Afghanistan – kein Licht am Ende des Tunnels?
Das Bildungsurlaubsseminar “Afghanistan – ein sicheres Herkunftsland” ging der Frage nach, ob es in Afghanistan sogenannte “sichere Schutzzonen” gibt. Nach vielen Gesprächen mit Experten und einer afghanischen Geflüchteten, war die einhellige Antwort darauf: Nein, es gibt keine sicheren Schutzzonen.
Insbesondere im Gespräch mit Mirco Günther, dem Direktor des Landesbüros der Friedrich-Ebert-Stiftung mit Sitz in Kabul ist deutlich geworden, dass sich die Sicherheitslage in Afghanistan, auch in den Regionen, die als vermeintlich stabil gelten, in der jüngeren Vergangenheit deutlich verschlechtert hat. Herr Günther beschrieb sehr anschaulich die unsichere Lage in der Hauptstadt Kabul. Wenn am Morgen Schüler das Haus verlassen, um zur Schule zu gehen, ist nicht sicher, dass sie am Abend auch wieder zurückkehren.

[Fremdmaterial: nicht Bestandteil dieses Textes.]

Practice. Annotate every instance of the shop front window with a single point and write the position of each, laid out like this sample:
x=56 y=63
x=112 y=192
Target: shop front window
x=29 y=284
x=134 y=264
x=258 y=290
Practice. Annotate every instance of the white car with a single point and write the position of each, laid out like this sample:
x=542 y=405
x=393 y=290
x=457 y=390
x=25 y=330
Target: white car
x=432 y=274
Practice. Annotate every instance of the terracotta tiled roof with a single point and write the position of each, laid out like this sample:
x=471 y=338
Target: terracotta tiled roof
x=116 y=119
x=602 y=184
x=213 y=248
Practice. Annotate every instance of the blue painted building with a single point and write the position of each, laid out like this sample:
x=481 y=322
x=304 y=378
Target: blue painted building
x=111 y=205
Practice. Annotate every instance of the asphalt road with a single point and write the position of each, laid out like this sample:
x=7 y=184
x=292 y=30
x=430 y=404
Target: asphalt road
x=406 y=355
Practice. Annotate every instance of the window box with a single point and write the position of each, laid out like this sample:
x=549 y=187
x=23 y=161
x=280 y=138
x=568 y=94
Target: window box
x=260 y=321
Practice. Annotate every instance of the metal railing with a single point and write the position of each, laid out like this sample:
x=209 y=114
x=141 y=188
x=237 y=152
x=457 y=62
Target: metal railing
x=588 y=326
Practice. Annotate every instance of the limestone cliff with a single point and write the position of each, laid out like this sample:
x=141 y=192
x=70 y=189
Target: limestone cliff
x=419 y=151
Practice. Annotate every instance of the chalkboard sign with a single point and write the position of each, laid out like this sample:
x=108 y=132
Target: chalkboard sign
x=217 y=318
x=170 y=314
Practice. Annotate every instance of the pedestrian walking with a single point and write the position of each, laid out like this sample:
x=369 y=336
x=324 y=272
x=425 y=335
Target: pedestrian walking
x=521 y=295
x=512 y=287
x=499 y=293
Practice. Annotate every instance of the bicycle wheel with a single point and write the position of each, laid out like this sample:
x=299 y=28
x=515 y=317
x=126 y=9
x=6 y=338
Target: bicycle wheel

Etwa 20 Terrororganisationen operieren in Afghanistan, die bekanntesten darunter sind die Taliban und der Islamische Staat. Dazu kommen lokale Stammesfürsten, die ebenfalls nach Herrschaft in ihrem jeweiligen Gebiet streben. Und auch von den Sicherheitskräften der afghanischen Zentralregierung gehen Menschenrechtsverletzungen aus, wie kürzlich veröffentlichte Berichte (z.B. von Amnesty International) schildern. Die Lage ist also ausgesprochen unübersichtlich, volatil und gefährlich.
Bestätigt wurde diese Einschätzung auch von Sabrina M., eine junge Geflüchtete aus dem Norden Afghanistans. Sie beschrieb sehr eindrücklich, wie sich ihr Leben als Frau in einem kleinen Dorf darstellte: Mit 13 Jahren sollte sie verheiratet werden, aber sie kämpfte gegen alle Widerstände um weiterhin die Schule besuchen zu dürfen. Schließlich bekam sie ein Stipendium für ein Studium in Indien, einem nicht-muslimischen Land. Dass eine Frau allein zum Studium nach Indien geht, galt in den Augen der Männer ihres Dorfes als Verrat und war ein absoluter Tabubruch. Dies brachte ihre gesamte Familie in Gefahr, weshalb sie sich schließlich zur Flucht entschied. Sabrinas Geschichte ist nur ein Beispiel für die alltägliche Unterdrückung von Fauen und Mädchen in Afghanistan.
Was kann und muss also getan werden, damit sich die Lage in Afghanistan verbessert? Diese Frage wurde im Seminar sehr kontrovers diskutiert. Letztendlich gab es zwei verschiedene Ansätze: die Einen votierten für ein völliges Zurückziehen ausländischen Engagements (insbesondere des militärischen Engagements). Andere wiederum plädierten für eine verstärkte ausländische militärische Präsenz, um die Lage zu stabilisieren. Letzendlich gab es Einigkeit darüber, dass es für die vielfältigen Konfliktlinien und wegen der sehr gegensätzlichen Interessen der verschiedenen innerstaatlichen und internationalen Akteure auf absehbare Zeit kein Licht am Ende des Tunnels erkennbar ist.